Antineoplastic enhancer - tesmilifene
Despite huge advances in treatment, breast cancer remains the second biggest cancer killer of women, with a million new cases diagnosed worldwide every year. As many breast cancers are dependent on a low level of oestrogen circulating to thrive, if this is removed tumours will shrink. Thus drug treatment of breast cancer is heavily reliant on antioestrogenic agents that block the mitogenic effects of the hormone, with tamoxifen having proved particularly successful.
However, as well as acting as a competitive antagonist for 17b-oestradiol at the oestrogen receptor, tamoxifen also acts as a partial oestrogen agonist. While some of the effects this causes are beneficial, such as lipid lowering activity, it also increases the incidence of endometrial cancer. Hence an antioestrogen antagonist with cytotoxic effects but without the partial oestrogen receptor agonism would be an advantage. This means aiming for a different target from the oestrogen receptor.

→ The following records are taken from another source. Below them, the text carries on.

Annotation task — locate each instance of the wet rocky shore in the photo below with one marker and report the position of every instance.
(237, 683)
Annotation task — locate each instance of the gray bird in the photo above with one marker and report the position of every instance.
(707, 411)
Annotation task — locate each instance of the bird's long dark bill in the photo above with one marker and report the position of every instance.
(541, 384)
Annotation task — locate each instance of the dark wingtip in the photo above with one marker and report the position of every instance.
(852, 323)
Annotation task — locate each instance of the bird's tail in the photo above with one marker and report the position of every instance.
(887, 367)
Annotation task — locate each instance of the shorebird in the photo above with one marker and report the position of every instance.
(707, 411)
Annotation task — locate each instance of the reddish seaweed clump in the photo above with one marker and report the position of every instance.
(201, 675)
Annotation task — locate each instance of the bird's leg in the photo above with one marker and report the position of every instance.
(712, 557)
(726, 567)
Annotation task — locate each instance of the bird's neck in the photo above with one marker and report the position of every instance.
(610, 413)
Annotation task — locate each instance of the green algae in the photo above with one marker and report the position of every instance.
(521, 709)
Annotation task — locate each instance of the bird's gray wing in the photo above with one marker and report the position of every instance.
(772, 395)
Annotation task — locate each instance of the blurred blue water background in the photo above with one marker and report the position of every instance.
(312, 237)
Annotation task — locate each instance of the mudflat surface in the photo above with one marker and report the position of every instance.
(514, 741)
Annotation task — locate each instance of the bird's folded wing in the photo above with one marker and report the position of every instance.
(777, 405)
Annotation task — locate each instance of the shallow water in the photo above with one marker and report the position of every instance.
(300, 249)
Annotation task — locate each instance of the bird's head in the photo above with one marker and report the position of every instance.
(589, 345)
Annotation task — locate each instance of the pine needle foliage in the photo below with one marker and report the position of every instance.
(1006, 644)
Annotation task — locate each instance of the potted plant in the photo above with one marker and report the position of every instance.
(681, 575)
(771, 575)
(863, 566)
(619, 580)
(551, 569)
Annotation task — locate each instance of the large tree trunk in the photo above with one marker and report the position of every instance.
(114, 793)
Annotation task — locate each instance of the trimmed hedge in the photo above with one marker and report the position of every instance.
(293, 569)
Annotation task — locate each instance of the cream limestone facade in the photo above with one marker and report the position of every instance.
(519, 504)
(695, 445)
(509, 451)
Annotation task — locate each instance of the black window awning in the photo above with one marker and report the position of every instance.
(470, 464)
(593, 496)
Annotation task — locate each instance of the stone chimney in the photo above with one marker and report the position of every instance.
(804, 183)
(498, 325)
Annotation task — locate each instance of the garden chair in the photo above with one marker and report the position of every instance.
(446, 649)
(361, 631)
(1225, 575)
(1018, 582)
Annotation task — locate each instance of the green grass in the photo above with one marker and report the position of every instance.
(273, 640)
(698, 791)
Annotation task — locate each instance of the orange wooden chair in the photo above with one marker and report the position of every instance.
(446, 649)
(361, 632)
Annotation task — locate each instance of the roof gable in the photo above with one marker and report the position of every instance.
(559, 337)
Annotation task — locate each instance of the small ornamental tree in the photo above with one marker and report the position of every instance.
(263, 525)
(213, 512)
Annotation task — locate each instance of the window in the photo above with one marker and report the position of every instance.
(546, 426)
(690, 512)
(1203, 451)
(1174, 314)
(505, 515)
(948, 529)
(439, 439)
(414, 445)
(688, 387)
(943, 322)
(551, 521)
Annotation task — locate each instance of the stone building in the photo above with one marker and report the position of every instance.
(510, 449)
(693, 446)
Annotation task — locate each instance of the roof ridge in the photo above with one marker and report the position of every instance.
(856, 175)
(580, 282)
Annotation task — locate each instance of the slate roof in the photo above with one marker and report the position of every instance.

AEBS is a membranous protein complex that binds triphenylethylenic antioestrogens with high affinity. YM BioSciences discovered that the compound tesmilifene acts specifically at this site, and has no affinity for the oestrogen receptor.1 As a result, it is being investigated as a potential agent for use in the treatment of breast cancer, and also prostate cancer, another hormone-dependent malignancy.
In a Phase II study in 23 women with meta-
static breast cancer, the subjects were given 6mg/kg tesmilifene intravenously every three weeks for up to seven cycles, in conjunction with standard doxorubicin therapy. The response rate observed was higher than historical cases where doxorubicin was administered alone.2 A further Phase II trial in 42 women showed similar results, with toxicities similar to
historical cases.3
These results led to a Phase III trial being carried out in 305 patients with metastatic or recurrent breast cancer.4 Again, they were given tesmilifene in addition to doxorubicin, this time in a comparative study with women given doxorubicin alone. Interim analysis failed to detect a difference in response rate of more than 5%, so the trial was closed to additional accrual and tesmilifene dosing stopped. Follow-up studies showed no significant difference in response rate or duration, or progression-free survival. However, tesmilifene dosed patients did display a statistically superior overall survival rate, and further trials are thus warranted.